Вероника смотрела серьезно, мимо Ани, за окошко даже, где беззащитно-голо торчали кусты сирени. Помолчав, она сказала:
– Комсомол… Комсомол – гнилье. Воняет. Смердит. Да что он вещи говорит такие банальные? Что он говорит? – Вероника вдруг завелась и заговорила быстро-нервно. – Как будто открытие сделал, подумаешь. Да это же всем известно. – Она торопливо зашагала по коридору вперед. – ты только ничего не бойся, Анечка, никто тебя не обидит. Ты чистая девочка… – Она мягко стиснула ее ладонь. – Запомни. Ты не виновата ни в чем, ни в чем…
Вероника заспешила вниз по лестнице, оставив Аню одну в недоумении: а в чем таком она вообще виновата? И что же это с Вероникой случилось?
По дороге домой Аня заметила, что к магазину подъехала машина с молоком – ее как раз начали разгружать. Об этом следовало сказать маме, хотя наверняка же она отправит Аню стоять в очереди. Но именно сегодня ей хотелось жертвенности. Она зашла домой с сообщением – мама промолчала как-то значимо. Оделась, накрасила губы, взяла сумку… Мамины действия означали: «Сволочи же вы, дети!» Аня растерялась, гадая, так в чем же она все-таки виновата?
На кухонном столе лежал ее раскрытый дневник: «Сегодня одно событие перевернуло всю мою жизнь…» Аня застыла от стыда и ужаса, как если бы ей пришлось раздеться прилюдно. Она хотела сперва уйти из дома, но к вечеру все равно бы пришлось вернуться обратно. Потом то же самое только что сделала ее мама.
Мама стояла в очереди. Так устроен был мир, что за молоком нужно было стоять дважды: сперва очередь в кассу, потом в отдел. Молоко означало овсяную и манную каши, блины… да просто молоко, еду, чтобы как-то жить дальше.

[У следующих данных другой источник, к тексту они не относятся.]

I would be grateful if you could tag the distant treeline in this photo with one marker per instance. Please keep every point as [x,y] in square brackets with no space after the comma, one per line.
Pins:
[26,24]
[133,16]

Дальше жить маме теперь не хотелось, или же она просто не знала, как можно жить дальше, если цель и смысл (серенький, неинтересный) ускользали на глазах сквозь пальцы. Аня вела отдельную от нее жизнь, причем какое-то неизвестное событие только что ее перевернуло. Разве имела право эта девчонка – ее плоть и кровь – на что-то личное? Девчонку терзала невысказанная любовь к человеку далекому, чужому, который ничего особенного не сделал, однако был, очевидно, ей неизмеримо дорог. Мама же только работала-одевала-кормила… чтобы дочь в результате понравилась этому чужому? Когда-нибудь так и должно было случиться, но не сейчас еще! Рано! Что может случиться с невинной девочкой? (В мамины рассуждения тоже закралось слово «вина».) Ах, она, оказывается, уже целовалась! С кем? Кто этот подонок, нахал?